DistylAI · yenchia-distyl · Dec 11, 2025
diff --git a/docs/debugging/how-to-prototype-llm-based-rewrites-of-scraped-documentation.md b/docs/debugging/how-to-prototype-llm-based-rewrites-of-scraped-documentation.md
@@ -0,0 +1,163 @@
+# How to Prototype LLM-Based Rewrites of Scraped Documentation for Token Reduction
+
+## Overview
+
+This guide describes a proposed approach for reducing token usage by rewriting scraped documentation with a Large Language Model (LLM) before inserting it into MongoDB. It also outlines key concerns about information distortion, collaboration with OpenAI on preprocessing, and how to share relevant examples.
+
+## Prerequisites
+
+- Access to:
+  - The MongoDB instance where scraped documentation is stored.

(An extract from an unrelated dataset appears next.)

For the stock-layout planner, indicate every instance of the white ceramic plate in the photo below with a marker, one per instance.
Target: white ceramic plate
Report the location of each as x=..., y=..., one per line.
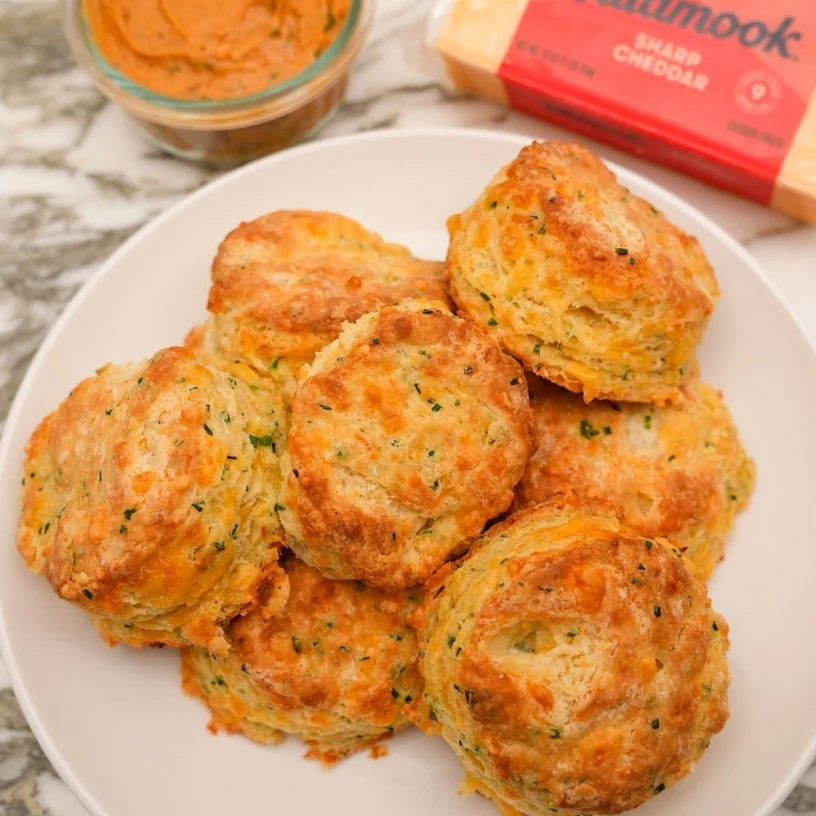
x=115, y=723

+  - The Distyl application environment (e.g., `https://distillery.distyl.dev/app/stage/tower/...`).
+  - Linear issues (e.g., `TOW-216`) and Coffey traces, if needed for examples.
+- Ability to:
+  - Run or modify preprocessing pipelines for scraped documentation.
+  - Call the `o3-high` LLM model (or equivalent) from your environment.
+- Understanding of:
+  - How current “general lookup” and chunking of documents work.
+  - Basic concerns around hallucinations and information distortion in LLM outputs.
+
+> Note: The exact implementation details of the scraping pipeline, MongoDB schema, and LLM invocation are not specified in the original discussion and will need to be clarified before implementation.
+
+## Proposed Workflow
+
+### 1. Identify the Problem
+
+1. A user query such as “Where is my order?” currently:
+   - Routes to a general lookup flow.
+   - Retrieves document chunks that contain “all kinds of junk” (irrelevant or noisy content).
+2. This leads to:
+   - Higher token usage.
+   - Potentially lower answer quality due to noisy context.
+
+### 2. Define the LLM Rewrite Objective
+
+Before implementing, clarify the goals of the rewrite step:
+
+- **Primary goals**
+  - Remove irrelevant or low-value content (“junk”) from scraped documentation.
+  - Normalize and compress text to reduce token count.
+- **Constraints**
+  - Preserve factual accuracy and critical details.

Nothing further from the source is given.